Può spiegarci in che modo gli imprenditori mafiosi riescano a acquisire una società, spremerla fino al fallimento e poi acquisire altre aziende senza essere scoperti?
«Questa è una strategia tipica di aggressione del territorio: è molto più facile rilevare un’azienda in difficoltà economica e poi eventualmente cambiarne la ragione sociale invece che passare per l’iscrizione alla camera di commercio».
Quale potrebbe essere l’antidoto?
«Bisognerebbe ragionare molto di più in termini di monitoraggio del territorio. Cioè: creare rapporti molto più strutturati con le camere di commercio e cercare di avere segnalazioni in tempo reale sui passaggi di proprietà e sui cambiamenti della compagine delle società. Una strada che deve essere percorsa senza soluzione di continuità».
Dall’inchiesta emerge che alcuni dei presunti sodali cercavano di avvicinarsi a figure istituzionali come politici, magistrati, uomini delle forze dell’ordine e medici. È così alta la capacità di mimetizzarsi dei mafiosi?

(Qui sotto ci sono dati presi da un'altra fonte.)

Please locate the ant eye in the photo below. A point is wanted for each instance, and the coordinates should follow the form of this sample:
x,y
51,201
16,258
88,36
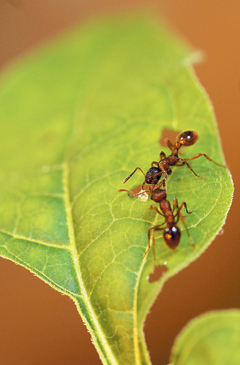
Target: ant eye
x,y
188,138
172,237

«Tutti possono cadere in una trappola del genere. I mafiosi vanno alla ricerca della legittimazione, che spesso può nascere anche inconsapevolmente. È un modo per accreditarsi sul territorio e se riescono nel loro intento significa che hanno messo in piedi una macchina perfetta. L’opera di mimetizzazione è una strategia perfetta per espandersi, e nel caso del Trentino noto una strategia più raffinata perché si è arrihashish, vati a assumere il controllo del territorio in maniera quasi silente approfittando anche della sottovalutazione degli organi inquirenti».

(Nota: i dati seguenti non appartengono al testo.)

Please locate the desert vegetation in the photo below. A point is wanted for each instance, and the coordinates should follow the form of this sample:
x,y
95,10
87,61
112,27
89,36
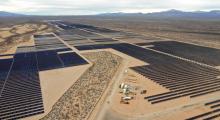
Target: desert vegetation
x,y
79,100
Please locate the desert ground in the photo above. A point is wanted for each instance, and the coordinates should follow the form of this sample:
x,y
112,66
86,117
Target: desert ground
x,y
92,90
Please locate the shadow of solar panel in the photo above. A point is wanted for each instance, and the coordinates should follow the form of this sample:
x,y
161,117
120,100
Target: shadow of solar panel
x,y
201,54
44,36
72,59
4,69
21,95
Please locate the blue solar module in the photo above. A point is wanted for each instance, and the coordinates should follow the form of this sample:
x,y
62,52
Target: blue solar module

A dicembre lei era stato invitato al Casinò Municipale di Arco assieme al procuratore capo di Catanzaro, Nicola Gratteri, per presentare il vostro libro «La rete degli invisibili». La serata era stata organizzata dall’ex deputato Mauro Ottobre, oggi indagato per scambio elettorale politico-mafioso nell’inchiesta Porfido. Che effetto le ha fatto sapere di questa notizia?
«Devo dire che io non conoscevo l’ex parlamentare. La Mondadori aveva organizzato questa iniziativa a Arco e a Rovereto per promuovere il libro. In quell’occasione avevamo anche messo in evidenza il rischio delle infiltrazioni mafiose nel settore del porfido e l’ex parlamentare aveva parlato della ‘ndrangheta come il più grande problema dell’Italia. Per una questione umana mi auguro che quelle parole fossero vere».
Nell’inchiesta «Freeland», invece, l’ipotesi di una «locale» a Bolzano è stata indebolita dopo due settimane dall’arresto delle 20 persone coinvolte. Il tribunale del riesame di Trento ha infatti annullato le ordinanze di custodia cautelare limitatamente all’accusa di associazione di stampo mafioso. Dimostrare la presenza di un gruppo mafioso sta diventando più complicato?
«Il problema è legato al cambiamento del cosiddetto genoma mafioso. Vista la potenza economica che riescono a assumere, i gruppi mafiosi tendono a fare meno uso della violenza, che è una componente fondamentale ma se possono evitarla è meglio. La corruzione è infatti molto più efficace della pistola e in molte occasioni basta far percepire la violenza. A livello giurisprudenziale, invece, spesso domina l’interpretazione che la violenza non deve essere solo percepita ma deve essere per forza praticata per poter documentare la forza intimidatrice del vincolo associativo. Bisognerebbe forse fare una riflessione a livello normativo e svecchiare l’articolo 416 bis».